If the cloud providers running the AI agent industry’s workloads had been using Murakkab all year, they would have paid roughly a quarter as much electricity for the same output. That number is not a projection. It is the benchmark result from the first published paper on the system.
Researchers from MIT CSAIL and Microsoft Azure Research have developed Murakkab, a resource-efficient serving system for agentic AI workloads that reduces GPU usage by up to 2.8 times, energy consumption by 3.7 times, and cost by 4.3 times compared to how multi-step AI agents are currently deployed on cloud platforms, all while keeping the system within the accuracy and latency targets users specify. The research was published June 25 by MIT and represents one of the first systems specifically designed to address the infrastructure inefficiency that has quietly grown alongside the agentic AI boom.

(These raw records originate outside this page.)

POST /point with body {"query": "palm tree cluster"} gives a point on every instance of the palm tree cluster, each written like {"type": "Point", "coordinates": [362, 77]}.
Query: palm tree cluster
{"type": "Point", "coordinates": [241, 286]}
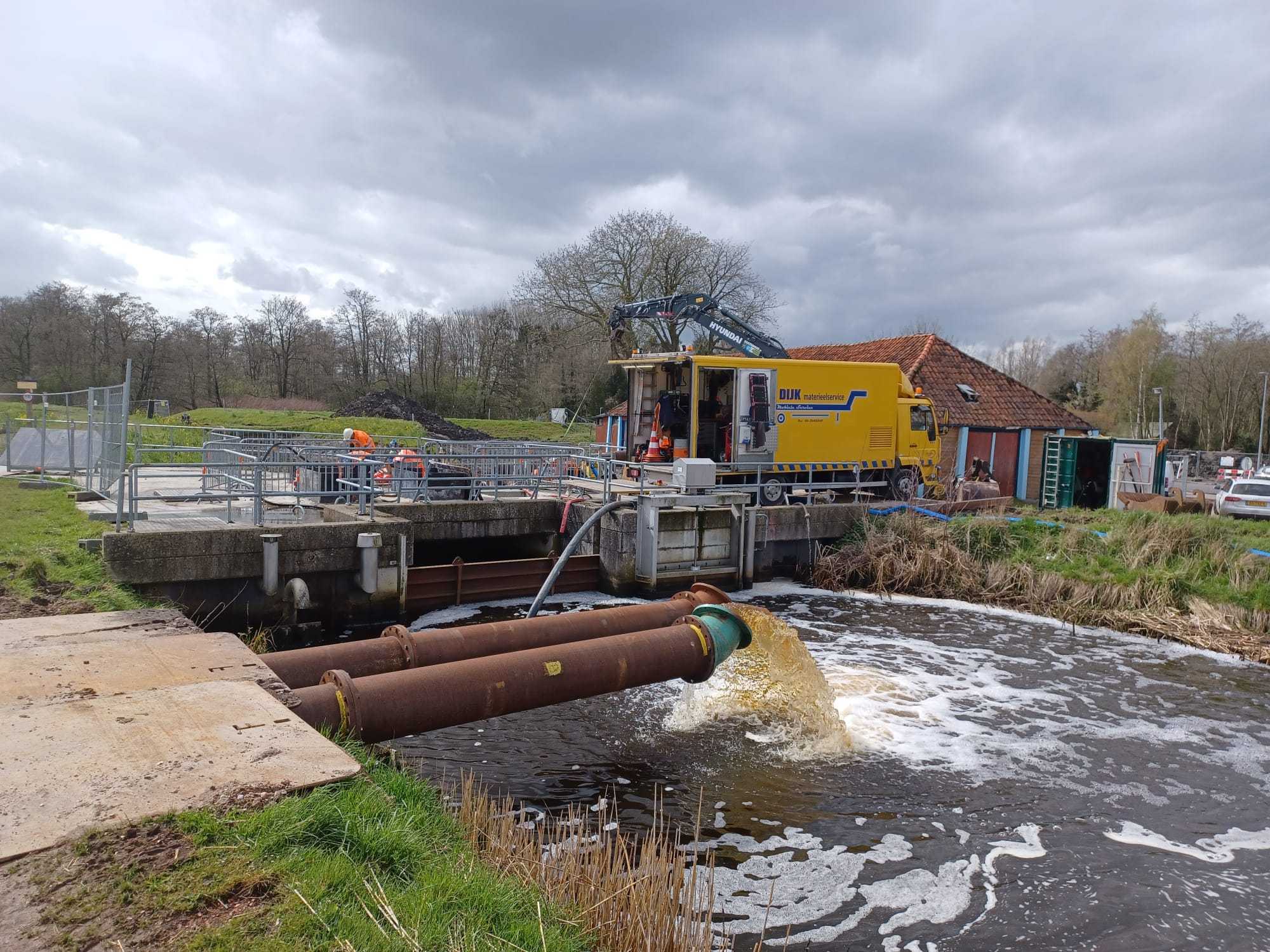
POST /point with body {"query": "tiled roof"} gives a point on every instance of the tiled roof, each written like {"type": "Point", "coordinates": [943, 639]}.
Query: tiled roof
{"type": "Point", "coordinates": [937, 367]}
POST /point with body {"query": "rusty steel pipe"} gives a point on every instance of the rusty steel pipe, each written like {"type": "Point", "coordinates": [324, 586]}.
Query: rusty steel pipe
{"type": "Point", "coordinates": [399, 648]}
{"type": "Point", "coordinates": [399, 704]}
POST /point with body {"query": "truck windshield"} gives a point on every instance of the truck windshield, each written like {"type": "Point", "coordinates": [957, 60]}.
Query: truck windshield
{"type": "Point", "coordinates": [921, 418]}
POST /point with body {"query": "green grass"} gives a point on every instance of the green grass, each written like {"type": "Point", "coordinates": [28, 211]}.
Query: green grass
{"type": "Point", "coordinates": [330, 850]}
{"type": "Point", "coordinates": [40, 552]}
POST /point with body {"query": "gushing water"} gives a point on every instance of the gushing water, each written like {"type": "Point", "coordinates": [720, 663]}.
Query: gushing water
{"type": "Point", "coordinates": [965, 780]}
{"type": "Point", "coordinates": [775, 689]}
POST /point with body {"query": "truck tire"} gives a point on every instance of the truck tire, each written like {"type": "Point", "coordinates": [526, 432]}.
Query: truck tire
{"type": "Point", "coordinates": [904, 484]}
{"type": "Point", "coordinates": [772, 492]}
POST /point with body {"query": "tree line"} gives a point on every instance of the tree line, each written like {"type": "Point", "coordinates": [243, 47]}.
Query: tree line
{"type": "Point", "coordinates": [547, 345]}
{"type": "Point", "coordinates": [544, 346]}
{"type": "Point", "coordinates": [1210, 373]}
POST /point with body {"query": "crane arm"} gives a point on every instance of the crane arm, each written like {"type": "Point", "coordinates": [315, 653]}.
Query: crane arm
{"type": "Point", "coordinates": [707, 312]}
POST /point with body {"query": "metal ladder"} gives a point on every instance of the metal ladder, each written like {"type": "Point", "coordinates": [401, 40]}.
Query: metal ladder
{"type": "Point", "coordinates": [1050, 474]}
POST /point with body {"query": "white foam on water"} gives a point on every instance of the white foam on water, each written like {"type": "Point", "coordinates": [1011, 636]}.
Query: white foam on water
{"type": "Point", "coordinates": [811, 880]}
{"type": "Point", "coordinates": [458, 614]}
{"type": "Point", "coordinates": [966, 708]}
{"type": "Point", "coordinates": [1029, 849]}
{"type": "Point", "coordinates": [1168, 649]}
{"type": "Point", "coordinates": [1210, 850]}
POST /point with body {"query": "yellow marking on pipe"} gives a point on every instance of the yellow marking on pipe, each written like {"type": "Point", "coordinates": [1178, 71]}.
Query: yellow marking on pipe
{"type": "Point", "coordinates": [702, 638]}
{"type": "Point", "coordinates": [344, 710]}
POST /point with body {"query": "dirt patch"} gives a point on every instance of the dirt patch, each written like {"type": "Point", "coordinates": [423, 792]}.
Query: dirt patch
{"type": "Point", "coordinates": [385, 403]}
{"type": "Point", "coordinates": [50, 598]}
{"type": "Point", "coordinates": [120, 889]}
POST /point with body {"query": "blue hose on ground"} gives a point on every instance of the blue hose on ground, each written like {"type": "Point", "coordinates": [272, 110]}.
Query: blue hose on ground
{"type": "Point", "coordinates": [568, 552]}
{"type": "Point", "coordinates": [899, 507]}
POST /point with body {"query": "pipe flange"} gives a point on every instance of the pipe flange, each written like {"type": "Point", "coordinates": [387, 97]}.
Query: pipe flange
{"type": "Point", "coordinates": [346, 696]}
{"type": "Point", "coordinates": [403, 638]}
{"type": "Point", "coordinates": [708, 649]}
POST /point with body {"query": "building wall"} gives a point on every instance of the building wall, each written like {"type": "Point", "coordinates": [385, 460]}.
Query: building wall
{"type": "Point", "coordinates": [948, 455]}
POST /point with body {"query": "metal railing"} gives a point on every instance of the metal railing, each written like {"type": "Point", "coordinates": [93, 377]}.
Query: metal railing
{"type": "Point", "coordinates": [81, 433]}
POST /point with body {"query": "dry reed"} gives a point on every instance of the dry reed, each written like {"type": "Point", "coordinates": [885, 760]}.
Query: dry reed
{"type": "Point", "coordinates": [971, 560]}
{"type": "Point", "coordinates": [646, 893]}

The inefficiency Murakkab targets is not a problem most AI users see — it lives entirely inside cloud data center infrastructure. But for the cloud providers and enterprises now running thousands of concurrent agentic workflows, it adds up to a meaningful fraction of what frontier AI actually costs to operate.
Key Developments
- MIT CSAIL and Microsoft Azure Research published Murakkab on June 25, 2026 — a system that optimizes how multi-step AI agent workflows are served on cloud hardware.
- Tested on video Q&A and code generation workflows, Murakkab used only 35% of the computation, 27% of the energy, and under 25% of the cost of standard deployment methods while meeting user requirements.
- In one test case, Murakkab reduced energy consumption by more than an order of magnitude with only a 2% drop in accuracy.
- The system introduces a declarative abstraction that decouples workflow design from execution, enabling cross-layer optimization that current cloud schedulers cannot achieve.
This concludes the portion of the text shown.